This study aimed to evaluate the anticancer and radio-sensitizing efficacy of Zinc Oxide-Caffeic Acid Nanoparticles (ZnO-CA NPs). ZnO-CA NPs were formulated by the conjugation of Zinc Oxide nanoparticles (ZnO NPs) with caffeic acid (CA) that were characterized by Fourier Transform Infrared Spectra (FT-IR), X-ray Diffractometer (XRD), and Transmission Electron Microscopy (TEM). In vitro anticancer potential of ZnO-CA NPs was evaluated by assessing cell viability in the human breast (MCF-7) and hepatocellular (HepG2) carcinoma cell lines. In vivo anticancer and radio-sensitizing effects of ZnO-CA NPs in solid Ehrlich carcinoma-bearing mice (EC mice) were also assessed. Treatment of EC mice with ZnO-CA NPs resulted in a considerable decline in tumor size and weight, down-regulation of B-cell lymphoma 2 (BCL2) and nuclear factor kappa B (NF-κB) gene expressions, decreased vascular cell adhesion molecule 1 (VCAM-1) level, downregulation of phosphorylated-extracellular-regulated kinase 1 and 2 (p-ERK1/2) protein expression, DNA fragmentation and a recognizable peak at sub-G₀/G₁ indicating dead cells’ population in cancer tissues. Combined treatment of ZnO-CA NPs with γ-irradiation improved these effects. In conclusion: ZnO-CA NPs exhibit in-vitro as well as in-vivo antitumor activity, which is augmented by exposure of mice to γ-irradiation. Further explorations are warranted previous to clinical application of ZnO-CA NPs.

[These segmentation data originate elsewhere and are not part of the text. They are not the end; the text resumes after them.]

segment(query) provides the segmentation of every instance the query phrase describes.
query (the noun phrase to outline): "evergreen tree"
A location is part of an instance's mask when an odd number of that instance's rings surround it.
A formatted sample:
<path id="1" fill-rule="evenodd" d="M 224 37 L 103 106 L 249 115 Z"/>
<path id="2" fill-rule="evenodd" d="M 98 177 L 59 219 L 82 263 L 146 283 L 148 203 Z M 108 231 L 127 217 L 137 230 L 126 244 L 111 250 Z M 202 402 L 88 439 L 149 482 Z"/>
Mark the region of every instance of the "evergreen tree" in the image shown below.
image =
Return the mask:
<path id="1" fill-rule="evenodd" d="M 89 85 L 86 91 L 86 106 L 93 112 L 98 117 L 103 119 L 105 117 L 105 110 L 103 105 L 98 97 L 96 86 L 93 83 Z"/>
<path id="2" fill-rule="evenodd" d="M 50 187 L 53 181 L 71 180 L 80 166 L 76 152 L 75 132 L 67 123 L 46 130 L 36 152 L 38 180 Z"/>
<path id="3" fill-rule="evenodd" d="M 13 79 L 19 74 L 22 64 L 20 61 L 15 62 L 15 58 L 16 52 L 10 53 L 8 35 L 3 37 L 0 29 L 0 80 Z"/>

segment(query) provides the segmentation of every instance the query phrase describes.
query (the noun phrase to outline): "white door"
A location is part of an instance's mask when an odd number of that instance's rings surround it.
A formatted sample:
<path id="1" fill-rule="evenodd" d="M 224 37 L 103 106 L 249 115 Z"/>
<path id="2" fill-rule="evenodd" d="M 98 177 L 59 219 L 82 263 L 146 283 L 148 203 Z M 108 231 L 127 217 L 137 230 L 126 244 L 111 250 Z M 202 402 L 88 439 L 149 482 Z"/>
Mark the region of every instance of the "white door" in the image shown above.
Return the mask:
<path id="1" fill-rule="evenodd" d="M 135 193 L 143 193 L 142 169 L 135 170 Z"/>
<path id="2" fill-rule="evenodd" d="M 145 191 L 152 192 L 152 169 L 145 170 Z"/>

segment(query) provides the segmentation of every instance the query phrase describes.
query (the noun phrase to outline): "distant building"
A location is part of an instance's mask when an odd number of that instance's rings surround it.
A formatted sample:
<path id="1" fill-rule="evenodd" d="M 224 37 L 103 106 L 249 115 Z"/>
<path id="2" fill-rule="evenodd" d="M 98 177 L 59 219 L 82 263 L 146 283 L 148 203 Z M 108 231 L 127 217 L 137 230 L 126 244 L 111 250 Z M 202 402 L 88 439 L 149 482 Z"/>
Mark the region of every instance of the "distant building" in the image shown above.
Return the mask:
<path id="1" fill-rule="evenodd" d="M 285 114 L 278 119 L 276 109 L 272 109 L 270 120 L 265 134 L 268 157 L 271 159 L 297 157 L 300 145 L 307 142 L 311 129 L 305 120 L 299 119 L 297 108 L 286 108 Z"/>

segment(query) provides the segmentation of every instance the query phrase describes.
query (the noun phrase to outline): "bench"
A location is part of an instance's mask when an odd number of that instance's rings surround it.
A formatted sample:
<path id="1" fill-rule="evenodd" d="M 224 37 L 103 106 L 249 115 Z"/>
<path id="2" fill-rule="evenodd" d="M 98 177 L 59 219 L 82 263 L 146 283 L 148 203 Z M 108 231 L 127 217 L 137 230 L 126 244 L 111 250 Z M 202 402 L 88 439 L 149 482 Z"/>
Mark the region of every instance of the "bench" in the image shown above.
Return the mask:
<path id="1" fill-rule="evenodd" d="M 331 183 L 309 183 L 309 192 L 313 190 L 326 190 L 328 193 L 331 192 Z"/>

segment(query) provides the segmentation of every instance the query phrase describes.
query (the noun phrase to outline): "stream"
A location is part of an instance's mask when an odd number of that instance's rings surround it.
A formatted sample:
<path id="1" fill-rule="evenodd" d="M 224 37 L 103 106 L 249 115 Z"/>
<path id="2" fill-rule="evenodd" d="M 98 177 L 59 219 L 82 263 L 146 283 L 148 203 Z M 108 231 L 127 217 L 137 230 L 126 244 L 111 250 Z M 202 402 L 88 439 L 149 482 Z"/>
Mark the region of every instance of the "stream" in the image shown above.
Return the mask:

本研究旨在评估氧化锌-咖啡酸纳米颗粒（ZnO-CA NPs）的抗癌和放射增敏功效。 ZnO-CA NPs 由氧化锌纳米颗粒 (ZnO NPs) 与咖啡酸 (CA) 结合而成，通过傅里叶变换红外光谱 (FT-IR)、X 射线衍射仪 (XRD) 和透射电子显微镜进行表征。透射电镜）。通过评估人乳腺癌 (MCF-7) 和肝细胞 (HepG2) 癌细胞系的细胞活力，评估 ZnO-CA NP 的体外抗癌潜力。还评估了 ZnO-CA NPs 在实体艾利希癌小鼠（EC 小鼠）中的体内抗癌和放射增敏作用。用 ZnO-CA NPs 治疗 EC 小鼠，肿瘤大小和重量显着下降，B 细胞淋巴瘤 2 (BCL2) 和核因子 kappa B (NF-κB) 基因表达下调，血管细胞粘附分子减少1 (VCAM-1) 水平、磷酸化细胞外调节激酶 1 和 2 (p-ERK1/2) 蛋白表达下调、DNA 片段化以及亚 G ₀ /G ₁处的可识别峰，表明癌症中死亡细胞的数量组织。 ZnO-CA NPs 与 γ 辐射的联合处理改善了这些效果。总之：ZnO-CA NPs 表现出体外和体内抗肿瘤活性，通过将小鼠暴露于 γ 辐射可以增强这种活性。在 ZnO-CA NPs 的临床应用之前，有必要进行进一步的探索。